Alternatif menarik adalah adanya LSP lain yang menawarkan skema sertifikasi lebih terjangkau, bahkan gratis untuk beberapa program. Kemitraan strategis antara Kementerian Desa dan LSP ini dapat membuka peluang sertifikasi tanpa biaya bagi seluruh TPP di Indonesia.
Sertifikasi kompetensi menjadi kebutuhan mendesak bagi tenaga pendamping profesional (TPP) di bawah Kementerian Desa, Pembangunan Daerah Tertinggal, dan Transmigrasi. Dalam era desa tematik, di mana pembangunan berbasis potensi unggulan menjadi fokus, keberadaan TPP yang kompeten merupakan kunci keberhasilan.
Namun, tingginya biaya sertifikasi menjadi hambatan utama. Di salah satu daerah, dari 500-an TPP yang mengikuti sosialisasi, hanya 50-an orang yang melanjutkan ke tahap sertifikasi. Sisanya, termasuk rencana partisipasi berikutnya, menunjukkan tren penurunan akibat ketidakmampuan menanggung biaya (Siregar, 2021).
Fenomena ini memperlihatkan urgensi solusi baru. Sertifikasi tidak hanya meningkatkan kualitas individu, tetapi juga memastikan pendampingan desa berjalan sesuai standar yang mendukung pencapaian tujuan pembangunan berkelanjutan (SDGs Desa). Tanpa sertifikasi, kualitas pendampingan rawan mengalami ketimpangan.
Kementerian Desa selama ini telah menggandeng Lembaga Sertifikasi Profesi (LSP) Pihak Kedua. LSP P2 didirikan khusus untuk menjawab kebutuhan TPP. Namun, persoalan biaya yang tetap tinggi membuat target sertifikasi jauh dari capaian. Perlu pendekatan baru untuk memastikan akses yang lebih merata.

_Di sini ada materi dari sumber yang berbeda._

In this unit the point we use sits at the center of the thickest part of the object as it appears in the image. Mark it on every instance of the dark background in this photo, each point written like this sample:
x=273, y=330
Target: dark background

Alternatif yang menarik perhatian adalah adanya LSP-LSP lain yang menawarkan skema sertifikasi dengan biaya lebih terjangkau, bahkan menyediakan akses gratis untuk beberapa program. Kemitraan strategis antara Kementerian Desa dan LSP-LSP ini dapat membuka jalan menuju sertifikasi tanpa biaya bagi seluruh TPP di seluruh Indonesia.
Dalam skema ini, BNSP menetapkan standar, sementara LSP-LSP tersebut menjalankan proses uji kompetensi. Perbedaan signifikan terletak pada pendekatan biaya dan aksesibilitas. Contoh, terdapat LSP yang lebih adaptif terhadap kebutuhan masyarakat yang membutuhkan solusi sertifikasi terjangkau.
Kemitraan dengan lembaga seperti LSP-LSP yang adaptif tidak hanya menekan biaya hingga nol rupiah tetapi juga membuka peluang inovasi dalam pelaksanaan sertifikasi. Dengan optimalisasi dana yang sudah dianggarkan untuk pengembangan sumber daya manusia, langkah ini sangat mungkin diwujudkan (Hadi & Sutopo, 2020).
Sebagai perbandingan, Kementerian Pendidikan, Kebudayaan, Riset, dan Teknologi (Kemendikbudristek) berhasil mengimplementasikan skema pelatihan guru gratis bekerja sama dengan berbagai lembaga pendidikan. Skema serupa dapat diterapkan di sektor pemberdayaan desa dengan melibatkan pihak ketiga yang kompeten.
Langkah lainnya adalah kolaborasi dengan BNSP untuk mengembangkan skema sertifikasi berbasis kebutuhan lokal. Ini memungkinkan proses sertifikasi yang lebih sederhana tanpa mengurangi kualitas uji kompetensi. Dalam konteks desa tematik, pendekatan ini akan sangat relevan.